Venezuelan prisoners have ended a five-day hunger strike that spread to more than a third of the country’s jails, after the government intervened to meet their demands, a prisoners’ rights group said.
Prisoners in 19 prisons and 30 police station holding cells began a hunger strike on Sunday, alleging corruption among prison officials, procedural delays, overcrowding and food shortages, the Venezuelan Prisons Observatory said Thursday.
“Relatives of prisoners in several prisons in the country confirmed that the inmates lifted the peaceful hunger strike,” the group wrote on social media platform X.
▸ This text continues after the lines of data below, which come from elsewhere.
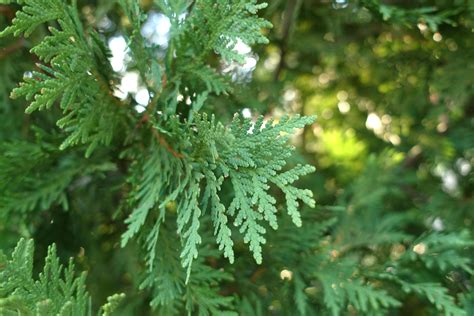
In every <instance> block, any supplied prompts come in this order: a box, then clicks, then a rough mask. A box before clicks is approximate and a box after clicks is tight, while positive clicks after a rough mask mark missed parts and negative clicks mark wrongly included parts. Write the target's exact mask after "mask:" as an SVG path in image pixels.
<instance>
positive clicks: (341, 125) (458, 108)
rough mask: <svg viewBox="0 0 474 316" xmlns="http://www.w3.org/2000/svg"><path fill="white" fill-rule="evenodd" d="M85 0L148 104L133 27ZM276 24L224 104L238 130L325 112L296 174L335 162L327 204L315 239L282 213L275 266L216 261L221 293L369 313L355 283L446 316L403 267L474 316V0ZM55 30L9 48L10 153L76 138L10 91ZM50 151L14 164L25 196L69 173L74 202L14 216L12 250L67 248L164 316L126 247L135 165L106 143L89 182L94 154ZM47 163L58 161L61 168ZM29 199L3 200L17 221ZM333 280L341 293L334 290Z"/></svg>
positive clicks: (243, 254) (326, 173)
mask: <svg viewBox="0 0 474 316" xmlns="http://www.w3.org/2000/svg"><path fill="white" fill-rule="evenodd" d="M3 2H4V3H7V2H8V1H6V2H5V1H3ZM78 2H79V4H80V6H81V9H82V11H81V14H82V18H83V19H84V21H85V22H86V23H87V24H88V25H90V26H91V27H94V28H97V29H99V30H100V32H101V34H102V35H103V37H104V39H105V40H106V41H107V42H108V43H109V47H110V49H111V51H112V54H113V57H112V66H113V67H114V70H116V71H117V72H118V73H119V74H120V76H121V78H122V81H121V82H122V90H125V92H124V96H123V97H124V98H130V99H132V100H133V99H135V102H136V103H137V106H139V105H140V104H141V103H143V102H141V101H140V98H142V97H143V95H141V96H140V89H139V87H138V88H137V87H134V86H133V85H134V83H133V67H134V63H133V60H128V61H127V60H126V59H127V56H126V54H124V53H123V50H124V48H125V46H124V45H126V43H125V44H124V42H125V41H124V39H123V37H121V34H122V32H123V30H124V29H126V28H127V23H128V21H127V19H126V18H125V17H124V16H123V14H122V12H121V11H120V10H118V9H117V6H116V3H115V2H114V1H108V0H97V1H86V0H80V1H78ZM141 5H142V7H143V8H145V10H152V11H149V12H148V14H149V17H148V20H147V23H148V24H145V26H144V29H143V30H142V34H144V36H145V37H146V36H147V34H148V38H149V40H150V41H151V42H153V43H154V44H155V45H157V50H158V53H159V52H160V50H161V51H164V49H166V36H167V32H168V31H169V30H167V29H166V28H167V27H168V29H169V25H168V24H167V22H166V19H165V17H164V16H163V15H162V14H160V12H158V11H156V8H155V7H152V1H149V0H142V1H141ZM14 10H15V7H14V6H7V5H0V28H2V29H3V28H4V27H5V26H6V25H8V24H9V23H10V21H11V19H12V17H13V16H14ZM262 15H263V16H264V17H265V18H267V19H268V20H270V21H271V22H272V24H273V28H272V29H270V30H265V32H266V35H267V36H268V37H269V39H270V44H269V45H266V46H258V47H253V48H249V47H241V49H243V50H246V52H247V53H248V57H247V59H246V61H245V64H244V65H237V64H222V65H220V68H221V69H222V72H223V73H227V74H229V77H230V78H231V80H233V81H234V84H235V88H234V92H233V93H232V94H231V95H224V96H222V95H221V96H212V97H210V98H209V100H210V101H209V102H208V103H207V105H206V107H208V108H207V109H206V110H208V111H212V112H214V113H217V114H218V115H219V116H220V117H221V118H223V119H222V120H223V121H226V118H231V116H232V115H233V113H234V112H242V113H243V115H244V116H254V115H256V114H257V113H259V114H264V115H267V116H269V115H277V116H278V115H281V114H282V113H289V114H295V113H300V114H304V115H317V121H316V123H314V124H313V125H312V126H309V127H307V128H305V129H304V130H303V131H301V133H300V134H299V135H297V137H295V138H294V139H293V142H294V144H295V146H297V148H298V153H299V154H298V156H297V157H296V158H295V163H296V162H298V161H307V162H310V163H311V164H314V165H315V166H316V168H317V172H316V173H315V174H314V175H311V176H308V177H306V178H305V179H304V180H303V181H302V182H303V183H302V184H301V185H302V186H305V187H307V188H310V189H311V190H312V191H313V192H314V193H315V196H316V197H317V204H318V206H317V208H316V209H315V210H311V209H304V210H303V218H304V224H303V227H302V228H301V229H300V228H296V227H294V226H292V225H290V223H289V220H288V219H286V221H287V222H288V223H286V222H285V219H282V224H281V226H282V227H281V228H280V229H279V230H278V231H276V232H273V231H272V232H271V233H270V234H269V242H268V243H267V245H266V247H265V250H264V251H265V254H264V264H263V265H262V266H258V265H256V264H255V263H254V262H253V261H252V259H251V256H250V255H248V253H247V252H246V250H245V247H244V246H243V243H242V242H241V243H237V244H236V247H237V249H236V251H237V252H236V257H237V260H236V263H235V264H234V265H232V266H231V265H229V264H228V263H225V262H224V261H222V259H221V258H219V257H212V256H210V257H208V258H207V259H206V260H207V261H208V263H209V265H211V266H214V267H221V266H225V269H226V271H228V272H230V273H231V274H232V276H233V281H229V282H226V283H224V284H220V285H219V286H220V287H221V290H220V291H221V293H223V295H224V294H225V295H229V294H230V295H235V297H236V298H237V299H236V303H235V304H236V306H237V308H238V309H239V310H240V313H241V314H242V315H253V314H255V315H293V314H294V312H295V308H296V309H297V310H298V311H299V312H300V313H302V314H303V313H306V314H308V315H325V314H326V313H328V314H329V313H331V311H332V313H333V314H334V311H336V313H335V314H338V313H342V314H346V313H347V314H350V315H369V314H370V313H369V310H366V311H364V309H361V308H358V307H357V306H354V305H353V304H351V303H350V299H349V301H348V303H347V304H345V303H344V302H343V303H341V304H339V303H340V302H331V301H328V300H329V298H328V294H327V292H328V291H330V290H331V289H330V288H331V286H332V289H334V290H335V289H336V287H338V286H341V288H344V284H343V283H344V282H346V281H347V280H348V279H351V278H354V279H357V280H361V282H363V284H370V286H372V287H375V288H381V289H384V290H385V291H386V292H388V293H390V294H391V295H392V296H394V297H396V298H397V300H399V301H400V302H401V305H400V306H399V307H398V308H396V309H393V310H391V312H390V315H435V314H437V313H438V312H437V309H436V306H435V305H436V304H430V300H431V299H430V298H429V297H428V296H427V295H416V294H417V293H418V294H419V293H420V292H422V291H418V292H417V290H412V291H406V292H404V291H402V290H401V288H397V287H396V286H394V285H393V284H394V282H393V280H392V279H390V277H387V276H386V275H385V274H390V273H391V272H392V271H393V270H397V271H398V272H397V273H398V274H397V277H399V278H400V279H403V280H405V281H407V282H408V281H410V282H414V283H428V282H433V283H438V284H440V285H442V286H443V287H444V288H446V289H448V291H449V294H450V295H451V296H452V297H454V299H455V301H456V303H457V305H458V306H460V308H461V309H463V310H464V311H465V313H466V315H474V294H473V287H474V278H473V276H472V268H473V259H474V254H473V252H472V248H471V250H470V251H469V250H468V246H469V245H471V246H472V239H469V238H470V237H466V236H467V234H468V233H469V232H470V233H471V234H472V232H473V231H474V222H473V220H474V199H473V188H474V172H473V171H472V165H473V164H474V93H473V91H474V90H473V88H474V1H472V0H451V1H447V0H419V1H406V0H390V1H389V0H387V1H381V0H380V1H379V0H360V1H357V0H347V1H344V0H335V1H323V0H321V1H315V0H272V1H270V3H269V6H268V8H267V9H265V10H263V11H262ZM145 27H147V28H146V29H145ZM42 32H43V33H42ZM45 32H47V30H46V29H44V30H43V31H37V32H36V33H34V34H33V35H32V36H31V37H30V38H28V39H23V38H21V39H14V38H2V39H0V47H1V49H0V83H1V84H0V117H1V126H0V142H2V143H3V144H8V142H10V141H13V140H19V139H22V140H34V141H36V142H43V143H44V144H51V146H53V147H54V145H55V144H59V143H60V140H59V138H60V133H61V132H60V130H59V129H53V130H51V128H49V129H48V130H49V131H51V132H50V133H48V134H45V133H43V132H42V128H44V127H46V126H53V125H54V122H55V119H54V117H55V115H56V117H57V113H56V114H55V113H54V110H52V111H51V113H50V112H48V113H47V112H41V113H36V114H34V115H32V116H28V115H24V114H23V112H24V109H25V103H24V101H23V100H13V99H11V98H10V97H9V94H10V91H11V90H12V88H14V87H15V86H16V84H17V82H19V81H20V80H21V78H22V77H23V76H28V72H27V71H28V69H29V68H31V64H32V63H33V62H36V61H35V57H34V56H33V55H31V54H30V53H29V52H28V49H29V48H30V47H31V46H32V43H35V42H37V41H38V40H40V39H41V38H42V36H44V34H45ZM120 45H122V46H120ZM121 49H122V51H121ZM121 58H122V60H125V62H126V63H127V65H128V66H127V67H126V69H124V68H123V65H121V64H120V63H121V61H120V60H121ZM114 60H115V61H114ZM114 62H115V64H114ZM211 62H212V61H211ZM122 64H123V61H122ZM130 80H131V81H130ZM136 80H137V79H135V81H136ZM136 84H137V83H136V82H135V85H136ZM144 103H145V104H146V103H147V102H144ZM2 146H3V147H2V155H8V154H9V149H8V146H7V145H2ZM48 146H49V145H43V146H42V147H43V148H42V151H41V152H35V148H31V150H27V151H25V152H24V153H23V154H22V155H21V156H22V159H23V161H22V163H21V164H19V165H18V166H14V167H17V168H23V170H24V173H25V176H24V178H23V179H10V183H9V186H13V188H14V187H15V185H16V183H19V182H21V183H22V185H24V183H25V182H24V181H23V180H24V179H27V178H28V177H33V176H38V177H40V176H41V172H55V173H57V179H59V180H58V181H57V182H55V183H54V185H61V184H60V183H59V184H58V182H61V181H60V180H61V179H62V180H64V179H67V177H70V178H71V179H74V180H73V181H72V182H70V181H67V180H64V181H66V182H67V184H66V188H65V190H64V197H63V198H62V199H61V201H63V202H62V203H59V204H58V203H54V204H52V205H51V203H48V202H47V201H46V200H45V202H44V207H40V209H38V210H35V211H34V212H30V210H29V209H28V207H26V209H25V210H23V211H22V212H16V213H5V212H3V214H1V215H0V219H1V220H2V221H0V248H2V249H11V248H12V247H13V246H14V244H15V243H16V241H17V240H18V238H19V237H20V236H31V237H33V238H34V239H35V240H36V244H37V248H38V258H42V257H43V256H44V254H45V252H46V247H47V245H49V244H50V243H52V242H56V243H57V245H58V253H59V254H60V255H61V256H62V257H64V258H66V257H68V256H73V257H75V258H76V261H77V262H78V265H79V266H80V267H81V268H82V269H84V270H87V271H89V272H88V273H89V276H88V282H89V288H90V291H91V293H92V295H93V297H94V298H97V302H101V301H104V298H105V297H106V296H107V295H110V294H111V293H113V292H116V291H123V292H126V294H127V304H126V306H125V307H124V308H123V314H124V315H126V314H135V315H145V314H148V313H151V314H153V312H150V311H149V308H148V304H149V300H150V299H151V297H150V295H152V294H147V293H146V292H145V293H143V292H138V291H137V288H138V285H139V283H140V277H139V274H140V269H141V268H142V267H141V266H140V264H139V261H138V260H137V258H135V257H134V254H135V251H134V249H133V246H129V247H127V248H125V249H121V248H120V247H119V245H118V243H119V238H120V234H121V233H122V232H123V231H124V224H123V218H124V215H123V214H122V213H121V202H120V201H121V197H122V193H123V192H122V190H123V188H122V187H121V186H122V182H123V179H124V176H125V175H124V174H123V172H122V171H121V169H120V162H117V161H113V162H109V163H104V161H107V158H104V157H107V156H108V154H109V153H108V152H107V149H101V150H99V151H98V153H97V154H96V155H94V156H93V157H91V158H90V159H89V160H88V161H87V162H85V163H84V165H81V166H79V167H77V164H72V165H74V166H75V167H76V168H78V169H74V170H72V169H71V168H70V167H69V166H70V164H68V162H72V161H77V160H78V159H79V158H78V157H79V156H81V153H80V152H75V151H74V150H69V151H67V152H66V154H65V155H61V156H58V155H57V153H56V152H55V151H54V150H52V149H51V151H49V147H48ZM41 155H47V156H48V160H47V162H46V163H44V162H40V159H39V158H38V156H41ZM41 161H43V160H41ZM0 168H2V170H3V171H5V170H6V169H7V168H12V166H5V165H0ZM48 170H50V171H48ZM0 174H1V171H0ZM22 181H23V182H22ZM45 185H48V184H45ZM50 185H53V184H50ZM1 189H3V190H6V188H1ZM30 189H31V192H33V191H35V190H37V188H33V187H32V188H30ZM17 199H18V200H17V201H19V200H22V199H27V197H26V196H21V195H18V196H17ZM45 199H48V197H45ZM17 201H15V200H13V201H0V209H2V204H3V205H7V203H17ZM25 203H26V202H25ZM66 210H67V211H66ZM471 238H472V237H471ZM466 240H471V241H466ZM461 241H462V242H461ZM331 269H333V270H334V269H335V270H334V271H336V272H334V271H333V270H331ZM331 271H332V272H331ZM469 271H470V272H469ZM325 275H331V276H334V275H338V277H339V278H340V280H341V281H340V283H339V282H336V281H335V280H327V282H326V281H325V278H324V276H325ZM391 282H392V283H391ZM397 282H398V281H397ZM395 283H396V282H395ZM399 283H400V282H399ZM327 284H329V287H330V288H329V289H328V288H327ZM400 284H401V283H400ZM408 292H409V293H408ZM347 295H349V294H347ZM339 297H343V295H339ZM434 297H435V301H436V300H439V297H441V296H434ZM342 300H343V301H345V299H344V298H342ZM295 302H296V307H295ZM432 303H435V302H432ZM336 305H345V307H344V308H342V309H341V310H338V309H334V308H333V306H336ZM369 305H370V304H369ZM323 306H325V307H323ZM357 310H359V312H357ZM361 310H362V312H361ZM439 310H441V311H442V310H443V308H441V309H439ZM445 312H446V311H445ZM387 313H388V312H387ZM439 313H441V312H439ZM375 314H377V313H375ZM375 314H374V315H375ZM382 314H385V312H382ZM446 314H448V312H446ZM370 315H372V314H370ZM453 315H455V313H453Z"/></svg>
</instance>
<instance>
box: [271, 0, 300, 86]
mask: <svg viewBox="0 0 474 316" xmlns="http://www.w3.org/2000/svg"><path fill="white" fill-rule="evenodd" d="M301 2H302V1H301V0H289V1H288V5H287V6H286V10H285V13H284V16H283V22H282V27H281V38H280V62H279V63H278V66H277V68H276V70H275V74H274V79H275V81H276V80H278V79H279V78H280V74H281V71H282V70H283V68H284V67H285V57H286V54H287V52H288V44H289V42H290V37H291V33H292V31H293V26H294V24H295V20H296V17H297V13H298V9H299V8H300V7H301Z"/></svg>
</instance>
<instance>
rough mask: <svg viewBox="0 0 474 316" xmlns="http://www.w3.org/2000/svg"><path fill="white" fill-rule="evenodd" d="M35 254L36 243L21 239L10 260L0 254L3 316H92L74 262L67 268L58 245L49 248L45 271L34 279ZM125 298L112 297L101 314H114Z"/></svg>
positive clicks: (81, 277) (120, 294) (0, 285)
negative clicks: (61, 261)
mask: <svg viewBox="0 0 474 316" xmlns="http://www.w3.org/2000/svg"><path fill="white" fill-rule="evenodd" d="M33 252H34V244H33V240H31V239H30V240H26V239H22V240H20V241H19V242H18V244H17V246H16V248H15V250H14V251H13V254H12V258H11V259H10V260H8V259H7V258H6V257H5V256H3V255H2V254H1V253H0V314H1V315H60V316H67V315H77V316H87V315H91V298H90V296H89V294H88V293H87V291H86V286H85V278H86V277H85V274H84V273H83V274H81V275H80V276H79V277H75V272H74V264H73V262H72V259H71V260H70V261H69V264H68V266H67V267H64V266H63V265H62V264H61V263H60V262H59V258H58V257H57V255H56V246H55V245H52V246H50V247H49V248H48V255H47V256H46V259H45V264H44V268H43V271H42V272H41V273H40V274H39V276H38V279H37V280H35V278H34V277H33ZM123 298H124V295H123V294H117V295H114V296H112V297H111V298H109V303H107V304H106V305H104V307H103V308H102V312H101V313H100V314H99V315H104V316H105V315H112V314H111V313H112V312H113V310H114V309H115V308H116V307H117V306H118V305H119V303H120V301H121V300H122V299H123Z"/></svg>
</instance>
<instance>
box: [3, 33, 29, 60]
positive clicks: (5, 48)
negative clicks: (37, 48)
mask: <svg viewBox="0 0 474 316" xmlns="http://www.w3.org/2000/svg"><path fill="white" fill-rule="evenodd" d="M24 45H25V39H23V38H20V39H18V40H17V41H16V42H14V43H12V44H11V45H9V46H7V47H5V48H1V49H0V59H3V58H6V57H8V56H9V55H10V54H12V53H14V52H15V51H17V50H19V49H20V48H22V47H23V46H24Z"/></svg>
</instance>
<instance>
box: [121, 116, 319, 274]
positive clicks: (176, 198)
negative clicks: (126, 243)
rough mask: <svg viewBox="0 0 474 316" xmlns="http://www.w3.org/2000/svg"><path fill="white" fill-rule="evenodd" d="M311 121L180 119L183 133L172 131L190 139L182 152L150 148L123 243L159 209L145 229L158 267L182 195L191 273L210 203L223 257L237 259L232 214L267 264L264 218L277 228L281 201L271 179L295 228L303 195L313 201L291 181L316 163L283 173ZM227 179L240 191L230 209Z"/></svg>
mask: <svg viewBox="0 0 474 316" xmlns="http://www.w3.org/2000/svg"><path fill="white" fill-rule="evenodd" d="M312 121H313V118H311V117H304V118H300V117H297V116H295V117H293V118H286V117H284V118H282V119H281V120H280V121H279V122H276V123H274V122H273V121H269V122H266V123H265V124H264V121H263V117H260V118H259V119H258V120H257V121H256V122H255V123H253V122H252V121H251V120H249V119H244V120H242V119H240V118H239V117H238V116H236V117H235V118H234V120H233V122H232V124H231V126H230V127H228V128H226V127H224V126H223V125H222V124H220V123H216V122H215V121H214V118H211V119H210V120H209V119H208V118H207V117H206V116H201V115H198V114H195V121H194V123H193V126H192V127H191V126H189V125H188V124H181V125H179V124H177V125H174V126H175V128H179V131H175V132H174V133H176V134H173V132H172V131H168V132H167V133H168V134H171V135H174V136H175V137H176V138H179V137H183V138H184V139H187V143H188V146H186V147H183V148H180V150H181V152H182V153H181V155H183V157H176V156H175V155H172V154H171V153H170V152H167V151H166V150H164V149H163V148H162V147H159V146H158V144H156V145H155V146H156V147H152V148H151V150H150V153H149V156H148V158H147V159H146V160H145V161H144V162H143V166H142V169H141V170H140V169H139V170H138V171H137V172H138V175H137V179H138V183H137V184H136V185H137V187H136V191H135V193H134V194H133V195H132V196H133V198H134V199H135V200H137V203H138V207H137V208H136V209H135V210H134V211H133V212H132V214H131V215H130V217H129V218H128V219H127V221H126V222H127V223H128V225H129V226H128V229H127V231H126V232H125V233H124V235H123V236H122V245H125V244H126V243H127V242H128V241H129V239H130V238H131V237H133V236H134V235H135V234H137V233H138V232H139V230H140V228H141V227H142V226H143V225H144V223H145V222H146V221H147V218H148V217H149V212H150V210H151V209H153V208H156V209H157V211H158V213H159V215H158V219H157V220H156V225H155V226H154V227H153V228H152V229H151V230H150V231H149V232H147V234H148V237H147V243H148V246H147V250H148V251H149V252H150V255H149V256H150V257H149V258H148V260H147V261H148V264H149V265H150V266H152V265H153V260H152V259H153V258H154V252H155V245H156V240H157V236H158V230H159V227H160V222H161V221H162V220H163V219H164V216H165V215H164V212H165V207H166V204H168V203H169V202H171V201H176V207H177V213H178V217H177V227H178V234H179V235H180V236H181V239H182V243H183V250H182V253H181V258H182V264H183V266H184V267H186V268H187V269H188V276H189V273H190V271H191V270H190V269H191V264H192V262H193V260H194V259H195V258H196V257H197V255H198V250H197V246H198V245H199V244H200V243H201V237H200V234H199V226H200V224H199V220H200V216H201V214H202V213H203V212H205V211H207V210H208V209H209V210H210V211H211V218H212V221H213V225H214V234H215V235H216V241H217V243H218V244H219V249H220V250H223V252H224V256H225V257H227V258H229V261H230V262H233V261H234V253H233V250H232V246H233V241H232V239H231V234H232V232H231V229H230V227H229V226H228V224H229V221H230V219H231V218H232V219H233V223H234V226H237V227H239V231H240V233H242V234H243V236H244V241H245V243H248V244H249V245H250V250H251V251H252V252H253V254H254V258H255V260H256V261H257V262H258V263H261V262H262V244H264V243H265V238H264V234H265V232H266V229H265V226H264V225H265V224H264V223H265V222H267V223H268V225H269V226H270V227H272V228H273V229H277V227H278V224H277V217H276V214H277V208H276V206H275V204H276V199H275V198H274V197H273V196H272V195H271V194H270V189H271V185H274V186H275V187H278V188H279V189H281V190H282V191H283V192H284V193H285V198H286V201H287V206H288V210H287V212H288V214H289V215H290V216H291V217H292V219H293V222H294V223H295V225H297V226H300V225H301V219H300V215H299V212H298V206H299V203H298V200H301V201H302V202H304V203H306V204H308V205H310V206H314V200H313V199H312V193H311V192H310V191H309V190H302V189H298V188H296V187H294V186H293V183H294V182H295V181H296V180H297V179H299V178H300V177H301V176H304V175H306V174H308V173H310V172H313V171H314V168H313V167H311V166H300V165H297V166H296V167H294V168H293V169H289V170H287V171H284V172H282V170H283V168H284V166H285V165H286V159H287V158H288V157H289V155H290V154H291V146H288V145H287V139H288V137H289V135H291V133H293V131H294V129H296V128H302V127H303V126H304V125H306V124H309V123H311V122H312ZM176 126H178V127H176ZM160 130H161V131H163V130H164V128H160ZM180 135H181V136H180ZM183 135H186V136H183ZM186 166H192V167H191V168H189V167H186ZM227 181H228V182H229V183H230V185H232V187H233V192H234V197H233V198H232V199H231V201H230V203H229V205H228V206H227V209H226V206H225V205H224V203H223V202H221V197H220V196H219V192H220V190H221V186H222V185H223V183H225V182H227Z"/></svg>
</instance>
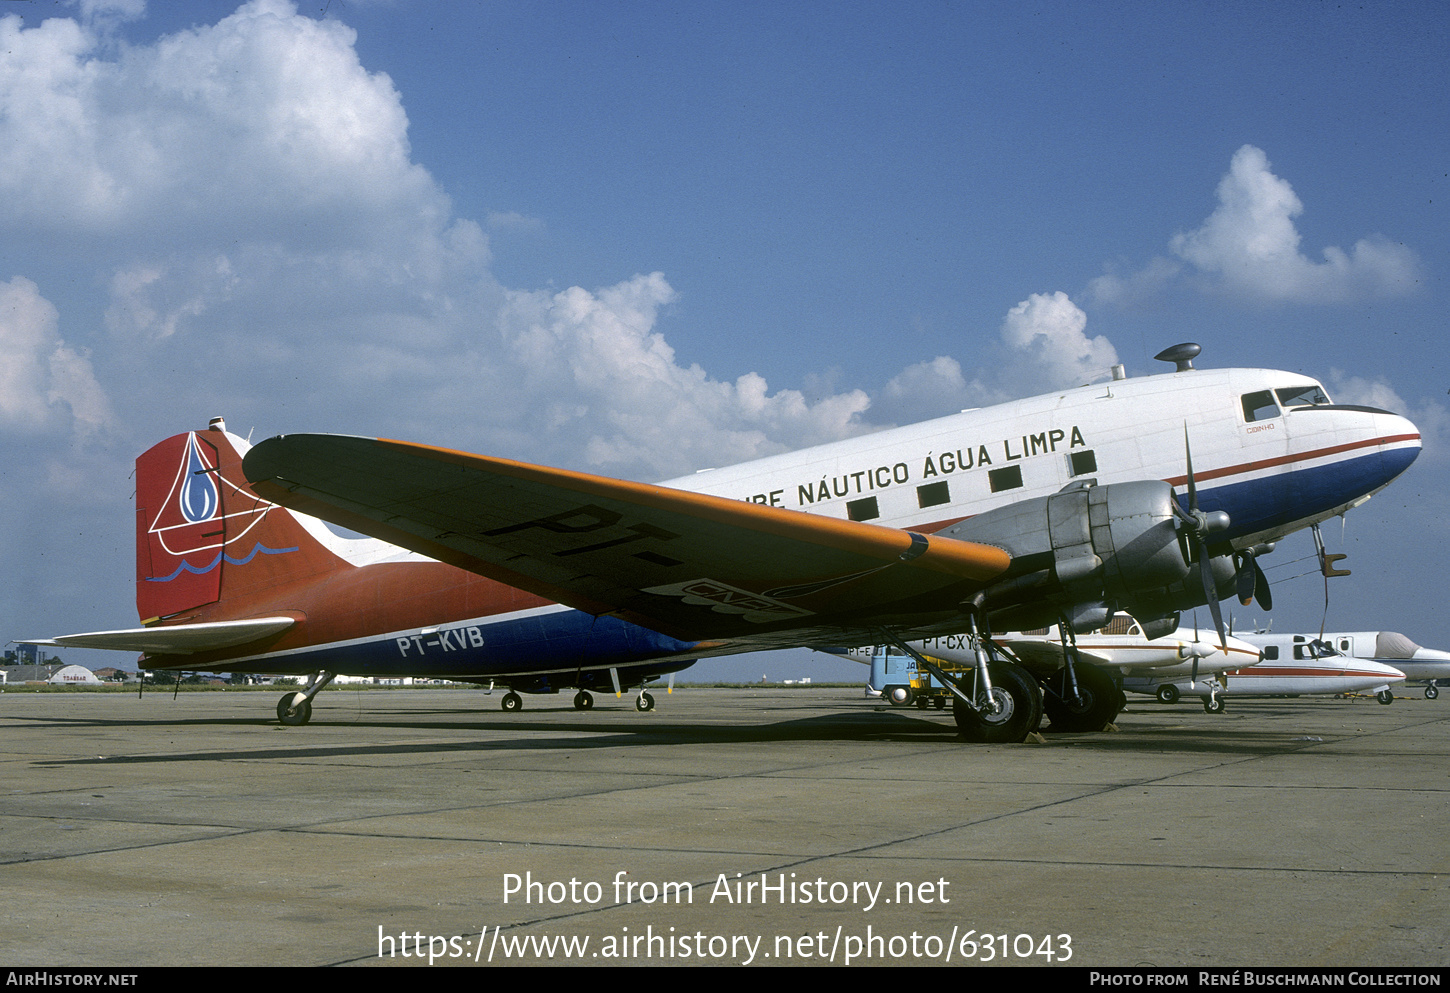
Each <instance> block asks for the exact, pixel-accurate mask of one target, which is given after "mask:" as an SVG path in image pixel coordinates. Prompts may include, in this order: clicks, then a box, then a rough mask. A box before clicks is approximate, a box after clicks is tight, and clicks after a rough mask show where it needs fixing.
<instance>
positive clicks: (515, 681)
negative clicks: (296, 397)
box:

The inmates ended their hunger strike after the government’s penitentiary agency reviewed some of their cases and released some prisoners, it added.
Family members of prisoners had carried out protests in support of the strike in the capital Caracas and several other cities this week.
Venezuelan President Nicolas Maduro appointed on Tuesday a new penitentiary services minister, Julio Garcia Zerpa, to “end corruption” within the prison system, vowing to “train a new generation of prison guards.”
Garcia Zerpa has promised “deep and structural changes” and deployed officials from his office to prisons in the northern states of Lara and Carabobo.
Human rights activists say detainees were held in overcrowded detention centers, sometimes for years, when by law they should only be held for a few days.
The South American country has an estimated 54,000 prisoners, according to official figures.
Security forces were deployed to several prisons last year to wrest control from organized gangs. Inside some prisons, authorities found caches of guns, drugs, swimming pools and restaurants.